Ad-hoc queries on S3 via Presto: a query scanning 1 year of data for 10M devices = 3.15T rows. Presto with 500 workers, each scanning 6.3B rows/second (fast NVMe SSD or S3 intelligent tiering), completes in ~10 seconds — at the SLA boundary. Partitioning by device_group significantly reduces scan: most ad-hoc queries filter by fleet or device group (1,000 groups), scanning 1/1,000th of the data = 3.15B rows per typical query, completing in ~1 second.
Key Trade-offs
- ClickHouse vs. Apache Druid: Both are columnar OLAP databases. Druid excels at time-series rollups with pre-aggregation (fast dashboard queries) but less flexible for ad-hoc SQL; ClickHouse handles both use cases well with better SQL compatibility and simpler operations. For pure time-series analytics, either works.
- Near-real-time ingestion (5 min) vs. streaming: True streaming (sub-second analytics) requires Flink → Druid realtime ingestion, adding operational complexity; 5-minute batch ingestion via ClickHouse Kafka engine is operationally simpler and sufficient for fleet health dashboards.
- Materialized views vs. on-demand aggregation: Pre-computed materialized views (fleet-level aggregates) make dashboard queries sub-second but consume storage and refresh compute; on-demand aggregation is always current but too slow for fleet-wide queries.
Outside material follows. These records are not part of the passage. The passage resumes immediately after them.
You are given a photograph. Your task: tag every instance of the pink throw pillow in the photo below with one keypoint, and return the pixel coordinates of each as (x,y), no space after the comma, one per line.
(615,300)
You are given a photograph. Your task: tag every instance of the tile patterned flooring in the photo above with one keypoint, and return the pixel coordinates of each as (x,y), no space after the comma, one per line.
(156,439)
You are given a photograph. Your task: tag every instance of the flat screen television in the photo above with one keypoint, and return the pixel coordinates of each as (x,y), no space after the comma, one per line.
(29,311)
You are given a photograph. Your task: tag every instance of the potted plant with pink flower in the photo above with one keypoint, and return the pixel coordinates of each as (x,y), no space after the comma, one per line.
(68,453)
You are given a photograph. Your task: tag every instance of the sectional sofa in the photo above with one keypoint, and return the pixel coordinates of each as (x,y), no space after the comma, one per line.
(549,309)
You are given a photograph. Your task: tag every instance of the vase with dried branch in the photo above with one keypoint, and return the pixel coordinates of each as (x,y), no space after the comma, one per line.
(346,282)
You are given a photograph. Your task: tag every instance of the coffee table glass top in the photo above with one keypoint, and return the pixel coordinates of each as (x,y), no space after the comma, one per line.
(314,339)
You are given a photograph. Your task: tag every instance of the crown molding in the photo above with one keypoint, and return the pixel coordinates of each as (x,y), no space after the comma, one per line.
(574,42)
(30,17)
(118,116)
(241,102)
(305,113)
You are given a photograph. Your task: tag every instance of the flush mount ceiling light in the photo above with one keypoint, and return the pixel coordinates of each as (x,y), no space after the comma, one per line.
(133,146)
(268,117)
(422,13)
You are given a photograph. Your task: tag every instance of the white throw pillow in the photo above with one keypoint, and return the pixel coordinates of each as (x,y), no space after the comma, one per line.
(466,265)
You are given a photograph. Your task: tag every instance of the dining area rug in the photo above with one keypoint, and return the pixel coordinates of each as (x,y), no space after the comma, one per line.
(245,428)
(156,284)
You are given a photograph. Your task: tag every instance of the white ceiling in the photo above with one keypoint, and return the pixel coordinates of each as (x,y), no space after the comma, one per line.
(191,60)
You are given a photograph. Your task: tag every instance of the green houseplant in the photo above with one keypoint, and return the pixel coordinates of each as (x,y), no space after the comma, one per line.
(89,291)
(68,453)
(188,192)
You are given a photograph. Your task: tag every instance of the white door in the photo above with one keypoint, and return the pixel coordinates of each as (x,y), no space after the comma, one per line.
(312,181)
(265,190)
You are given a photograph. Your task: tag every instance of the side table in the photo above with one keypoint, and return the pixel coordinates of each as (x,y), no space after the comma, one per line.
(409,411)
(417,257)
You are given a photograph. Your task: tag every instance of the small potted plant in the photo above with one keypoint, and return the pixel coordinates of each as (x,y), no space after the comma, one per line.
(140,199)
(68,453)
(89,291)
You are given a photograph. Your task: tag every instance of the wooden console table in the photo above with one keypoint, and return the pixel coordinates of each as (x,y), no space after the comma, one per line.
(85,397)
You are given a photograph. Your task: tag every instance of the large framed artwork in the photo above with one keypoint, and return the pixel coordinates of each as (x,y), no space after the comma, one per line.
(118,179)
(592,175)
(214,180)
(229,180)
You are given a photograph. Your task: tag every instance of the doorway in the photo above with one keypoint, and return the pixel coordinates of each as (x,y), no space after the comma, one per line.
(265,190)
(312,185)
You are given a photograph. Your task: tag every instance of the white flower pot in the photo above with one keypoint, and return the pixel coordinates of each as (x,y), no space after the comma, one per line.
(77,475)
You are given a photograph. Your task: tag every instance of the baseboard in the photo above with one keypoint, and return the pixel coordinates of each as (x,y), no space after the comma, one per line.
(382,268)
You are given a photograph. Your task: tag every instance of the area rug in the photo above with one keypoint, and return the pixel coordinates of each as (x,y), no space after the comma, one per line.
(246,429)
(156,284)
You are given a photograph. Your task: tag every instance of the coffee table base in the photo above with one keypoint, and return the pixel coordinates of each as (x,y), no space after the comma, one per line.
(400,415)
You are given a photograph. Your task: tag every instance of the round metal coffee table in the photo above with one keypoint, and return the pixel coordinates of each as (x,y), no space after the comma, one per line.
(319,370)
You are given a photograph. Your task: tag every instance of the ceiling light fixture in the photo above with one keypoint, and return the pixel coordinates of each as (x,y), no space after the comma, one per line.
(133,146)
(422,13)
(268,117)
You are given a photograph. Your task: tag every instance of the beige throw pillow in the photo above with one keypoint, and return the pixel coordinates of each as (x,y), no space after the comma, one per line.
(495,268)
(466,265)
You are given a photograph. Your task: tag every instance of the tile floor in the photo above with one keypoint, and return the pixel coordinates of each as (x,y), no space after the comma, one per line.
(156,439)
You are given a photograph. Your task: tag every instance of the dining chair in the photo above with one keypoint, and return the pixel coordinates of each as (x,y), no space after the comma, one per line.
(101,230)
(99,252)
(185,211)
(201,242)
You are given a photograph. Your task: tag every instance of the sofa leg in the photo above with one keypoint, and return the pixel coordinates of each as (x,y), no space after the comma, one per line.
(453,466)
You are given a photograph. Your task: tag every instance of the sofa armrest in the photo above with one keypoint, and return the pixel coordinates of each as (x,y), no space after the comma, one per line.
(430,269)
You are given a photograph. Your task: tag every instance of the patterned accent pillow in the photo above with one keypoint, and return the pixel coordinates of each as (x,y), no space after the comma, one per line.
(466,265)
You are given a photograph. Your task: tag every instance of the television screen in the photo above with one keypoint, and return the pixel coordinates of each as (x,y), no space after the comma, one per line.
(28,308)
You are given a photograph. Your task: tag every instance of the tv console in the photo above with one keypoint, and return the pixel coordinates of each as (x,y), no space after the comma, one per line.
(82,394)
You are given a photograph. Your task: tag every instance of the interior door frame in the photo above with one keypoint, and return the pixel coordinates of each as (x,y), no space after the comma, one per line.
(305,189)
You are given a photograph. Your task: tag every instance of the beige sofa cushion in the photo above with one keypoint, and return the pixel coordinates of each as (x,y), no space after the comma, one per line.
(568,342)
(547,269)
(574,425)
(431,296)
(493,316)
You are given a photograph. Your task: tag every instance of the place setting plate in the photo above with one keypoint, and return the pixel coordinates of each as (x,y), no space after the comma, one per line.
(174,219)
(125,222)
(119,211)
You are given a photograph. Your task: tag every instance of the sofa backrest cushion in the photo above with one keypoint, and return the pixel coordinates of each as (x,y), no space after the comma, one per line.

- Presto on S3 vs. Redshift for historical: Presto/Athena on S3 uses pay-per-query pricing (no always-on cluster cost) and scales infinitely via S3; Redshift requires a provisioned cluster with reserved capacity pricing but provides faster queries for repeated access patterns. For intermittent historical queries, Athena is more cost-effective.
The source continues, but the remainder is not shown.